There is no mistaking; this government is run by special interest. Until now it has been the politically connected, organized labor, and collectivist entities (thanks to Mccain Feingold) that have been allowed to pour financing into the election process, an election process that perpetuates their power base with tax breaks, subsidies, and lucrative federal contracts. But no more, it’s time to rectify the lopsided partisan flow of special interest money that fills the bureaucratic coffers in Washington.

 The defeat of McCain-Feingold is a constitutional shot in the arm, an inoculation against bias legislation that favors special interest in the political arena. Those most threatened by this first amendment victory decry: “This will open the flood gates to special interest.” DUH! This is exactly the point; to create competition in the lopsided political arena were political pull and favoritism protects the mediocre and the politically connected. For over a century the largesse of government has been sucking the life blood out of the business man, the entrepreneur, the industrialist, these creative individuals whom we owe our jobs our prosperity and our high standard of living.

 The time has come to stop the grift and end political protectionism in Washington. Big government is a malignancy, and capitalism is the cure. Capitalism is the panacea that can stop the flood of industry from leaving our shores; capitalism is the only means of true sustainable job creation, the only way to grow wealth, ensure property ownership, and advance freedom.

 This first amendment victory —handed down from the Supreme Court —is an opportunity for business and industry to pool their fiscal resources and support a pro capitalism candidate. Business consortiums must avoid the trap of special interest that has lead them to ruin; they must not pander for government contracts, privileges or subsidies; they must forsake the notion that government grants privileges to conduct business. It’s time to demand the right to conduct business as free men without government coercion.
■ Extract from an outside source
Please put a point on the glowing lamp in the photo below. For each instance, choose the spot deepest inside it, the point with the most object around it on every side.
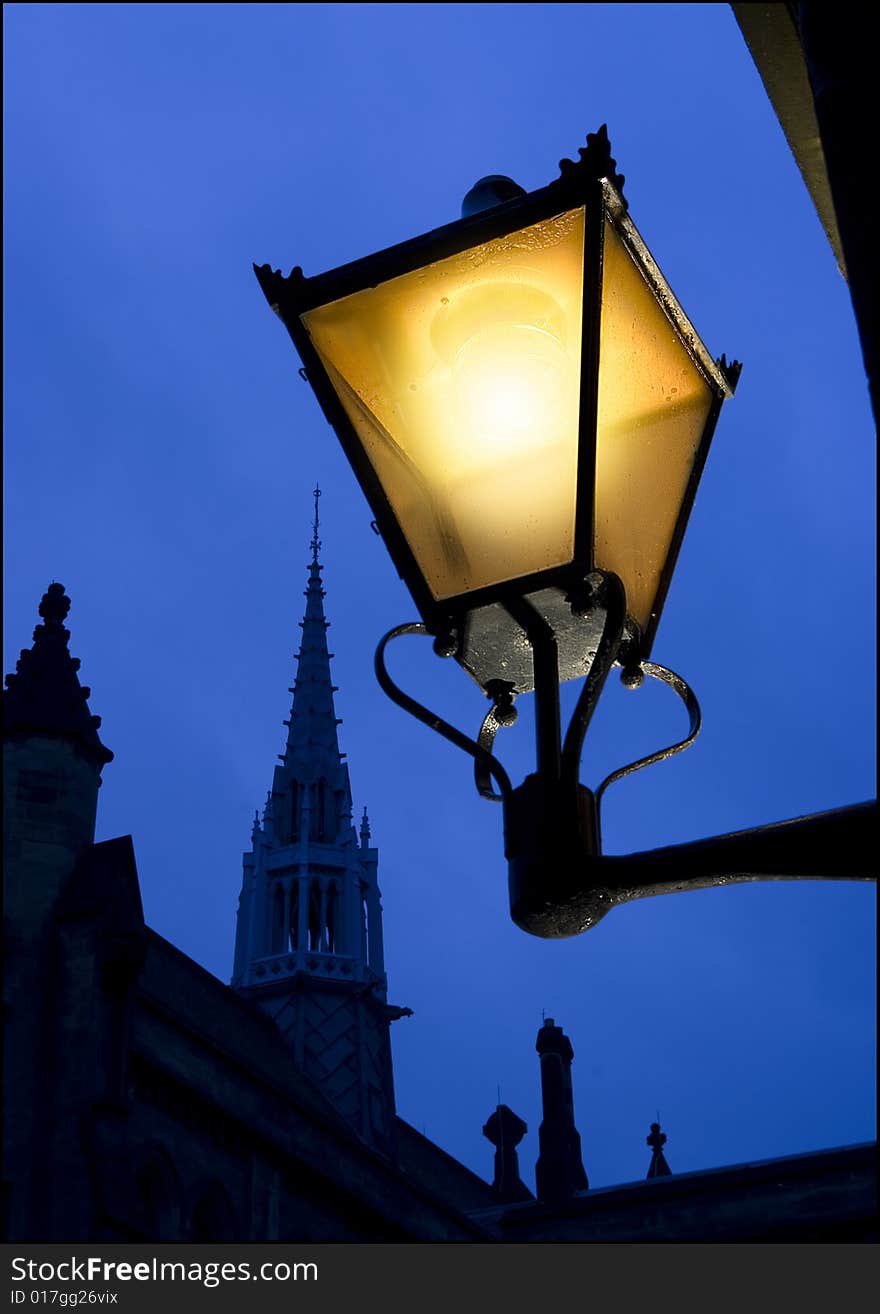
(528, 410)
(524, 404)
 The moral goal of campaign finance should seek legislation that will liberate all business and industry from the oppressive yoke of antitrust. Repeal the antiquated Sherman Act which entitles a parasitic government to attack and bleed the successful producers in society. The economic prosperity of our nation and our freedom as a people depends not on government regulation of industry, with its antitrust and oppressive taxation, but on a free market economy that champions productivity, innovation, and competition. Free these entrepreneurs of business, these geniuses of industry and technology. Cast off their chains, so they can grow this economy once more. Let capitalism restore that which government has stolen and destroyed. Let these champions of industry reinvent our economic power, to carry the beacon of prosperity and freedom so that once again America can lead the world by example.